Ernst, who recently disclosed she was raped by her boyfriend in college, also criticized Rao's views of date rape and gender equality.
"I don’t think it’s any secret I have hesitation about Ms. Rao’s nomination," Ernst said Thursday.
"I think the things she wrote in college are abhorrent and reprehensible at best. And as I said a few weeks back, I'm concerned by the message that these writings send to young women."
Ernst said she had a lengthy "one-on-one" meeting with Rao and reviewed her Feb. 11 committee letter, "where she explained her evolution in thinking, which led her to no longer agree with her original writings."
Ernst voted for Rao in committee, but said if she were nominated for "another court at another time" — a reference to Rao as a Supreme Court contender — "my decisions and my vetting process and considerations may be very different."

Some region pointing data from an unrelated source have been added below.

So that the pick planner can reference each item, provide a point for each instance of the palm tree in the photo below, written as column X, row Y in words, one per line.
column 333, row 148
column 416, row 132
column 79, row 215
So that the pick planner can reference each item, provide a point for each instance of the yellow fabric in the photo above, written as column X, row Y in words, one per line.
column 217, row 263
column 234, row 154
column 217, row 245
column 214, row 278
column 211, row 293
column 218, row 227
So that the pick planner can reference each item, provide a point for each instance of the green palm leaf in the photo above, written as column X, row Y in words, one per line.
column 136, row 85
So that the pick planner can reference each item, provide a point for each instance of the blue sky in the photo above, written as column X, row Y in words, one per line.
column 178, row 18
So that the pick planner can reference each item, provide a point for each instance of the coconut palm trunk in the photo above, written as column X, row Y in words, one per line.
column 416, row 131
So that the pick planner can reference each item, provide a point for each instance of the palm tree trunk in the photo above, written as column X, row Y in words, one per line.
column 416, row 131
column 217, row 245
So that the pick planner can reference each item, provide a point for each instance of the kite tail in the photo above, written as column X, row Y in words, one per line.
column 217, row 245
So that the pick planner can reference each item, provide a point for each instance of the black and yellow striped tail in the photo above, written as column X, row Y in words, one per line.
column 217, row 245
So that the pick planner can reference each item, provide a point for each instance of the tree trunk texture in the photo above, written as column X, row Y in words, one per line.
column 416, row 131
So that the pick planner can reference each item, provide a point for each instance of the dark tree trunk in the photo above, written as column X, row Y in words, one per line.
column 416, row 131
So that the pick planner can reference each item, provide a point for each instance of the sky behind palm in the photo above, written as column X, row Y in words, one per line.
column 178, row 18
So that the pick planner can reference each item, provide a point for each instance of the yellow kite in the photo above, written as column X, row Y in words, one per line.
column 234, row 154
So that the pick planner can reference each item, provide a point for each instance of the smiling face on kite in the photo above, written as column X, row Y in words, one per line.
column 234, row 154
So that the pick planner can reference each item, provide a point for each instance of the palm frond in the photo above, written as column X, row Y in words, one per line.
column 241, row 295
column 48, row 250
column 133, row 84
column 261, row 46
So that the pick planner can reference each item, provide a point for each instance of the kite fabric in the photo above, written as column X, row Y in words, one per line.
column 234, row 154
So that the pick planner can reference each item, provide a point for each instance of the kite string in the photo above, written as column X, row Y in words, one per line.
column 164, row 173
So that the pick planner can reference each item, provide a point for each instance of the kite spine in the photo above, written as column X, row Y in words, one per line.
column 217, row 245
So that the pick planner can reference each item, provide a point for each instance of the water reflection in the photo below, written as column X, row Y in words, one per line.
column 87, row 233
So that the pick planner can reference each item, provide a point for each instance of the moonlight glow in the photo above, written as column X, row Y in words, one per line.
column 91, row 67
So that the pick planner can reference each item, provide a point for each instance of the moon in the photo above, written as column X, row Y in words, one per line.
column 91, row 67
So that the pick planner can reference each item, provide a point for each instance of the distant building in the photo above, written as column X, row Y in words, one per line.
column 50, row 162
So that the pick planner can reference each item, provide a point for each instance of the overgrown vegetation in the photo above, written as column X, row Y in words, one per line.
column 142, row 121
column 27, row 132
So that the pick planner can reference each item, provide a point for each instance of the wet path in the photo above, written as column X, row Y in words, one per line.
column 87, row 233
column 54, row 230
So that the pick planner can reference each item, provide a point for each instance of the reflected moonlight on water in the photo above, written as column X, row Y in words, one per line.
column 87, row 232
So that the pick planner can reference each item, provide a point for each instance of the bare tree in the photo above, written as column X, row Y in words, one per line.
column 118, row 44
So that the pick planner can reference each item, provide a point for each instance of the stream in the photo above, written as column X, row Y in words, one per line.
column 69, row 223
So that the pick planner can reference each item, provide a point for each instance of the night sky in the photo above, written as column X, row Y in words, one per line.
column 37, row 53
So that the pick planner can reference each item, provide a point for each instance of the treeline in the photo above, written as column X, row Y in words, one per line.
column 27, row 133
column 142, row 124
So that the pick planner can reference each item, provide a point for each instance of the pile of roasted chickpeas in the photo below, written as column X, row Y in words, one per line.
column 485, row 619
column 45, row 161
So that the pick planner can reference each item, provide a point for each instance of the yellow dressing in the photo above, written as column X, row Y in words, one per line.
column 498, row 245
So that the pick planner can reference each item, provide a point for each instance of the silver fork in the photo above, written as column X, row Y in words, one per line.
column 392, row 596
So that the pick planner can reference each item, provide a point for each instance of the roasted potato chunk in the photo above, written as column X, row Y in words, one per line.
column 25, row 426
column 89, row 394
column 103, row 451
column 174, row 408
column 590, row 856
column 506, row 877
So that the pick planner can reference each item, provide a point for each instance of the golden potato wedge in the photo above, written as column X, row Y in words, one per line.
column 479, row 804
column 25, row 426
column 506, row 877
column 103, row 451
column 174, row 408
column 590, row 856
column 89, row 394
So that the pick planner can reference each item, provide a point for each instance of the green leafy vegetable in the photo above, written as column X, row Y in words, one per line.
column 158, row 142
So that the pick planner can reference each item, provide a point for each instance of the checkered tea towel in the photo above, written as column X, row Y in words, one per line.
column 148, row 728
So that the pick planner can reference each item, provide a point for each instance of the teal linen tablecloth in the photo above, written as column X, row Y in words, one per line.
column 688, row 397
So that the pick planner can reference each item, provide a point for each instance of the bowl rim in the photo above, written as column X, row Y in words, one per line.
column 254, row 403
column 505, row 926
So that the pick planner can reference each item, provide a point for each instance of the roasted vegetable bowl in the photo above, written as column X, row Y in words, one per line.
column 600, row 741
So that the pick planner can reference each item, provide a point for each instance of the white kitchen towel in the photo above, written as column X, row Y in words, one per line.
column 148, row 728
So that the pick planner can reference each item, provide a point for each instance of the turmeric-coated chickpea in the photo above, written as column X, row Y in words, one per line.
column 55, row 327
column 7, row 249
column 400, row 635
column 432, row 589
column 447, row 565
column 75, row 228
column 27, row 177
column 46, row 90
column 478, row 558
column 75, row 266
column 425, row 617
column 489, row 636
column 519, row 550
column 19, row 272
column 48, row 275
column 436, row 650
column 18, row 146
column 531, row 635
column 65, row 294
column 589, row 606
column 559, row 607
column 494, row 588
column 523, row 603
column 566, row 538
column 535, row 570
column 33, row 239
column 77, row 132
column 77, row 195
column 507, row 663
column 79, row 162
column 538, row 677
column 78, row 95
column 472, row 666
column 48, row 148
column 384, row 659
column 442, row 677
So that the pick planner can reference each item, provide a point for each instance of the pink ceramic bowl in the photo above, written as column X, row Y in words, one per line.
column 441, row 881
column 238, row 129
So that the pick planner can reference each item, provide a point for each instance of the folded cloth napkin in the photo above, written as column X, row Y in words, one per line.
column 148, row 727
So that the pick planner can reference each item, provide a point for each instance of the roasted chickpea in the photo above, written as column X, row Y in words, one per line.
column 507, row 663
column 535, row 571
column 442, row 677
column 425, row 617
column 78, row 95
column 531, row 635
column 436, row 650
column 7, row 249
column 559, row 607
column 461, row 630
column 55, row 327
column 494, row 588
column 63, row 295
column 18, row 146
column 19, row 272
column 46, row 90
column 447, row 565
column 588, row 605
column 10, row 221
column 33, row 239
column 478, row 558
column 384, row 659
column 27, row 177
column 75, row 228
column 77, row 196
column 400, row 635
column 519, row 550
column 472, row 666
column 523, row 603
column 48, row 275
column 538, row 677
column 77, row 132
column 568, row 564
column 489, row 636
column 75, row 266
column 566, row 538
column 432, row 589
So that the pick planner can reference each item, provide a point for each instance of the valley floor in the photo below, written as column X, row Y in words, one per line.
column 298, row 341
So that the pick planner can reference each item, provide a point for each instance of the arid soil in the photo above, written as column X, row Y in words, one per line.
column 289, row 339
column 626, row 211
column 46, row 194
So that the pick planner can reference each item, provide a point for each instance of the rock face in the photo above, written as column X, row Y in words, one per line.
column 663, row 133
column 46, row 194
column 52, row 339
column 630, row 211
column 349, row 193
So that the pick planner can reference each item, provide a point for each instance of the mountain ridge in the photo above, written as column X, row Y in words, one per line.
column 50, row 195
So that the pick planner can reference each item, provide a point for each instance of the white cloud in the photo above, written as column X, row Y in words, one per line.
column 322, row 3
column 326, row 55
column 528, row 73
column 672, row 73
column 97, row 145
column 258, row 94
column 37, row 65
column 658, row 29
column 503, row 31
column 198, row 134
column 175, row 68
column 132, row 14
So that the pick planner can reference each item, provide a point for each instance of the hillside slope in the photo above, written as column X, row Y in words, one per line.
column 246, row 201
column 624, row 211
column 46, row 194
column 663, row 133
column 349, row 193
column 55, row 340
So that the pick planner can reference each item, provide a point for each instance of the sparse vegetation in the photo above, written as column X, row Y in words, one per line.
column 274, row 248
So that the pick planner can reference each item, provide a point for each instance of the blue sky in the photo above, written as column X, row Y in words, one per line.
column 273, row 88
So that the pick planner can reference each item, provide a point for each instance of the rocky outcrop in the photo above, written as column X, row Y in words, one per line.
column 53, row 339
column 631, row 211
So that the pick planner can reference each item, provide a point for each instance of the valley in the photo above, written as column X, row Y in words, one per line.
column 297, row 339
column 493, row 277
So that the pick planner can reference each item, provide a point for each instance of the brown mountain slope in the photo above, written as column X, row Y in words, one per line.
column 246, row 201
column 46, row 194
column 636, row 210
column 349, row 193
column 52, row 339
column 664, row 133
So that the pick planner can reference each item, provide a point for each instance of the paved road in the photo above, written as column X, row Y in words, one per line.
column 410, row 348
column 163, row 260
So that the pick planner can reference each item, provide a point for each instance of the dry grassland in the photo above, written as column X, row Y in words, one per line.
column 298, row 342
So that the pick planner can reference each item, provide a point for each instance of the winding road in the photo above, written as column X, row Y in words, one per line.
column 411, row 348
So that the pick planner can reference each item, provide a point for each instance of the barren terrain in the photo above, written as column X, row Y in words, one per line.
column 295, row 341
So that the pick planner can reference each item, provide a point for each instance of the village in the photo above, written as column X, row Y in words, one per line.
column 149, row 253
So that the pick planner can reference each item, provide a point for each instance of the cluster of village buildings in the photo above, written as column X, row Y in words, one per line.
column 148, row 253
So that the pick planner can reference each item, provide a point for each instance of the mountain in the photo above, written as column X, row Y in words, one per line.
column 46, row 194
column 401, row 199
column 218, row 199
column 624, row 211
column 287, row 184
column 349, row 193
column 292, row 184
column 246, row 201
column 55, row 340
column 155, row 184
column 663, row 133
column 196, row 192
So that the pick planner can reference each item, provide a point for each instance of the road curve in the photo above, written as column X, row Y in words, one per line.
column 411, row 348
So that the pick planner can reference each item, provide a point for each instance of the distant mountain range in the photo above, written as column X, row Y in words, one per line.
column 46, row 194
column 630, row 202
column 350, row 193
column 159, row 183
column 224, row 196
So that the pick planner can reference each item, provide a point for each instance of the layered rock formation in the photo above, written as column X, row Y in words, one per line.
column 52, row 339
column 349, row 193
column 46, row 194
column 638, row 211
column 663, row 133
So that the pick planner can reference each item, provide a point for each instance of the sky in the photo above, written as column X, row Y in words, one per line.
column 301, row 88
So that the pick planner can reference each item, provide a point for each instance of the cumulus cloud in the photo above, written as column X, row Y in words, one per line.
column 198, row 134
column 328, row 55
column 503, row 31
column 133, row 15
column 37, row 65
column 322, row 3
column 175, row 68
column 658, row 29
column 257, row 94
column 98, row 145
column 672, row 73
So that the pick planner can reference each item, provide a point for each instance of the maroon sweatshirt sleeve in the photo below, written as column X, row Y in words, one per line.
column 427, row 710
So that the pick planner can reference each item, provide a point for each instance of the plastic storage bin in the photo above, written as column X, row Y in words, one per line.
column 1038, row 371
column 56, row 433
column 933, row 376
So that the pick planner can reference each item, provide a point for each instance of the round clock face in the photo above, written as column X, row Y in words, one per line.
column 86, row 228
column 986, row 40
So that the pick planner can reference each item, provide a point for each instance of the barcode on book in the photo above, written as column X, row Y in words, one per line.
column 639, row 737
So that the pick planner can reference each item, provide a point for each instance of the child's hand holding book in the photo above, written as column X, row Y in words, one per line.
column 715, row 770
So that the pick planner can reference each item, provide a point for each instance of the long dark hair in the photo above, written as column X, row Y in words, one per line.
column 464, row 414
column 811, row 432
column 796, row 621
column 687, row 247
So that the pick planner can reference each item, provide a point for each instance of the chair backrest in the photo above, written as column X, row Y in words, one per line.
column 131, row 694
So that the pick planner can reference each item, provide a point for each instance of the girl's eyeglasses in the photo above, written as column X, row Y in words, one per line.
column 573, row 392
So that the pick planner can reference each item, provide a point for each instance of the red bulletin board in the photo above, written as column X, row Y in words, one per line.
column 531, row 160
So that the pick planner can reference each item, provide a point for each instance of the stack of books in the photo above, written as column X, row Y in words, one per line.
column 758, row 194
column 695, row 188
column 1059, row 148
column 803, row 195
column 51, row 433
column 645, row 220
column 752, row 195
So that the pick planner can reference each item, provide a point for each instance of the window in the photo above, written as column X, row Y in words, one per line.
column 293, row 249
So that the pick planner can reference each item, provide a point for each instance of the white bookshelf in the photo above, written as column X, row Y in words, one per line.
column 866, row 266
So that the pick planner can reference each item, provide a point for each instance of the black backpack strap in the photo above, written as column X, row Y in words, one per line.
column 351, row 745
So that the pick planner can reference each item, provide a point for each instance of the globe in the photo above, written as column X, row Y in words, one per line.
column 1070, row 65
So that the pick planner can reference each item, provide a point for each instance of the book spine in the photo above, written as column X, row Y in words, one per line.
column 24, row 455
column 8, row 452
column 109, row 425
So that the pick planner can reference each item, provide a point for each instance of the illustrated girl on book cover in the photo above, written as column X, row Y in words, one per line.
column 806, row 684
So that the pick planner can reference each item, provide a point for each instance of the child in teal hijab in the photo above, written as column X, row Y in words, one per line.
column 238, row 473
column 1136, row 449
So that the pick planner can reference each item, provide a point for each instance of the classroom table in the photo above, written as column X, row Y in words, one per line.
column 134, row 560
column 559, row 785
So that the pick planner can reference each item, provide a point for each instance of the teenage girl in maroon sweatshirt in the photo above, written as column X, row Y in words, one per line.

Rao, 45, was born and raised in Metro Detroit by two physicians. She graduated from Detroit Country Day School in Beverly Hills, Yale University and the University of Chicago Law School.
She clerked for U.S. Supreme Court Justice Clarence Thomas and Judge J. Harvie Wilkinson III on the U.S. Court of Appeals for the Fourth Circuit before working on Capitol Hill as counsel for the Senate Judiciary Committee.
She later went to the White House to serve as associate counsel and assistant to President George W. Bush from 2005-06.
Regarded as an expert in administrative law, Rao is on leave from her job as a professor at George Mason University's Antonin Scalia Law School.
Hawley, a freshman senator and former Missouri attorney general, had questioned Rao's views on abortion and her interpretation of the legal doctrine of “substantive due process.”
"That strange phrase stands for a dangerous doctrine in constitutional law that has allowed power-hungry judges to invent new 'implied rights' out of thin air and usurp the will of We the People," Hawley wrote in a Wednesday article on the Federalist Society website.
"It’s the doctrine used to justify Roe v. Wade and all manner of other judicial adventurism."
Hawley said Thursday he'd met with Rao the previous day was reassured by the conversation, in which Rao said she would interpret the Constitution based on its text and "not according to changing social and political understandings."
Hawley, who said he would vote for no nominees who would expand the doctrine of substantive due process, was reassured that Rao "emphasized that substantive due process finds no textual support in the Constitution."
Hawley and other Republican senators at the meeting chided right-wing groups for pressuring Hawley over his possible opposition to Rao.
Carrie Severino of the Judicial Crisis Network — a conservative group that promotes Trump's nominees — slammed Hawley and defended Rao in a statement this week over his raising concerns about her judicial philosophy.
The Judicial Crisis Network also said it planned a run $500,000 advertising campaign in Missouri to encourage him to support Rao, though later Thursday decided to pull the ads and "will continue to monitor the situation," a spokewoman said.
Carl Tobias, who studies judicial nominations at the University of Richmond School of Law, said he expects Rao to be confirmed because she's well-qualified for the D.C. Circuit.
"The GOP will close ranks" Tobias said. "I hope that GOP members will more rigorously question nominees as Hawley did and (Louisiana Senator John) Kennedy has done, but we’ll have to see."
Sen. Lindsey Graham, the committee chairman, said Hawley was doing his job in vetting Rao.
"The thing I do get concerned about is, she may deny climate change. Can you still be a judge? I hope so. Can you have a different view than me on abortion and still be a judge? I hope so," said Graham, a South Carolina Republican.
"The point is what Sen. Hawley's talking about is how do you perceive your job or what kind of approach you'll take to being a judge.
"If we're trying to make sure that everybody who comes before the committee thinks like us on every issue under the sun, the only person we could nominate would be you," Graham added.